Although the hovercraft was shut down in 2010 after three years in King Cove, it wasn’t a waste of taxpayer money, he said, in part because it did haul some of the sick and injured to Cold Bay. “It got people to the hospital sometimes,” he said.

A $37 million congressional appropriation for the hovercraft, a clinic and an access road was granted in 1998 as part of a deal involving the late Sen. Ted Stevens and the Clinton administration, after President Bill Clinton had threatened to veto the road. Local officials have long maintained they weren’t part of the deal.

It was “take it or leave it,” said Gifford, and the borough gave it a shot, though some residents expected a hovercraft to be problematic.

Gifford added that some of the proceeds from the hovercraft’s sale will be available to help pay for the cost of a road, should Jewell decide to reverse course and allow it. He said the borough hopes to issue a request for proposals in the coming weeks in an effort to seek bids for the hovercraft.

$2,500 an hour to operate

After King Cove, the hovercraft spent time in the village of Akutan, where Trident runs a seafood processing plant that’s called the largest such operation in North America. Six miles from there, the state in 2012 opened a $75 million airport on Akun Island, because the flat stretches for a runway weren’t available on rocky Akutan Island.

Before the airport, people reached Akutan on PenAir’s World War II-era amphibious airplane, a Grumman Goose, landing on the water and taxiing to a seaplane base. But after the runway was built, PenAir stopped flying to Akutan.

Another airline stepped in, and the hovercraft was used for about a year and half to shuttle Akutan residents and plant workers back and forth between the village and the airport.

But the hovercraft was always seen as a temporary solution in Akutan, again because it’s so expensive to operate, Gifford said. Running the hovercraft there cost $2,500 an hour, in part because of the specialized crews needed to operate the craft.

Those crews had to be flown back and forth between Akutan and Washington state, home to Kvichak Marine Industries, the parent company of the hovercraft operator, Gifford said.

The bill didn’t include fuel for the hovercraft, which guzzled 80 gallons of diesel an hour, according to an article in the Bristol Bay Times.

At Akutan, the borough subsidized the hovercraft to the tune of $2.5 million a year, using money the borough collected from fishing industry taxes, Gifford said.

The borough shut down the hovercraft on Feb. 15. The next day, it fired up a helicopter to replace it. The helicopter is cheaper to run than the hovercraft, a fact that surprises many people, Gifford said. The borough still expects to lose money with the helicopter, owned and operated by Maritime Helicopters in Homer. But it will save $1 million compared to the hovercraft operation.

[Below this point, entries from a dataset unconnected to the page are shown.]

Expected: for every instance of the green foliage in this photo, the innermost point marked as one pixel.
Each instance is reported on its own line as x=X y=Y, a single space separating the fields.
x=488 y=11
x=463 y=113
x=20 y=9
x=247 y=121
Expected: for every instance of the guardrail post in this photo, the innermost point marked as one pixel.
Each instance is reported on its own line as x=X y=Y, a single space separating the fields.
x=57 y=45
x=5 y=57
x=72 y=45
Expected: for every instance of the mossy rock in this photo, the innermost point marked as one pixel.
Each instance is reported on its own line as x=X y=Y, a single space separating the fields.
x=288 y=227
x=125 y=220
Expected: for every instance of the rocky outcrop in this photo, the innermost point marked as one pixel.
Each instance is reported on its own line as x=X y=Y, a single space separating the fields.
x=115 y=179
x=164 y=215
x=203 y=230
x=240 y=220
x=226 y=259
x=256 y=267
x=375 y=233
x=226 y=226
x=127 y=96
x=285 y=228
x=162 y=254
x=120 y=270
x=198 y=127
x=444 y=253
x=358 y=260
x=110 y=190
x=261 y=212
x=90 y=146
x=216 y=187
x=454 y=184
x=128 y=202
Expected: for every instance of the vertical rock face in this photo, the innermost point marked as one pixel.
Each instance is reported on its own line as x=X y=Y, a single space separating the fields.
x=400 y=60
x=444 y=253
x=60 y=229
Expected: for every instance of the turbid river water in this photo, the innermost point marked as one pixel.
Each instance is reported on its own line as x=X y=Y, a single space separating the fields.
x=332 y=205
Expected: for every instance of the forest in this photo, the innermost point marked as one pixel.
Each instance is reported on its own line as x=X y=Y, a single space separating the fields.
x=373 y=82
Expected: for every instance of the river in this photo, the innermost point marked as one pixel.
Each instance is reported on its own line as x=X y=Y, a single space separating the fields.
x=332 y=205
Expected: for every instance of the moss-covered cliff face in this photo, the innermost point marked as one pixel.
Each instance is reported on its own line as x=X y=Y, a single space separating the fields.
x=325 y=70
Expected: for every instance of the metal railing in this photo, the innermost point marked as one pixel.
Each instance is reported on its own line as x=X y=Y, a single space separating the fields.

Kvichak Marine Industries will put together the request for proposals, since it knows the hovercraft market well, Gifford said. The borough hopes to sell the hovercraft by the end of this summer.

Potential buyers have already expressed interest, including one company that is considering using the hovercraft on the North Slope along the Arctic Ocean, where the vehicles have been used to support the oil industry.

“It can operate in pretty cold conditions,” Gifford said of the hovercraft.

The helicopter is a short-term fix, too, he said. The borough ultimately hopes to build a dock on Akun with a small breakwater to accept a conventional boat that can carry a lot of passengers and be operated by a small crew from Akutan.

“The operational costs will drop significantly, but it will be a high capital cost,” he said.

For now, the helicopter is working well, he said. The helicopter handles only six passengers at a time, but the flight across the water takes only six minutes, compared to more than half an hour in the hovercraft.

The helicopter, a Bell model, moves people and freight back and forth rapidly, he said. But it has yet to be tested during a busy fishing season when hundreds of workers arrive. The next one begins in April.

“The feedback is that people are people are real happy with it,” Gifford said.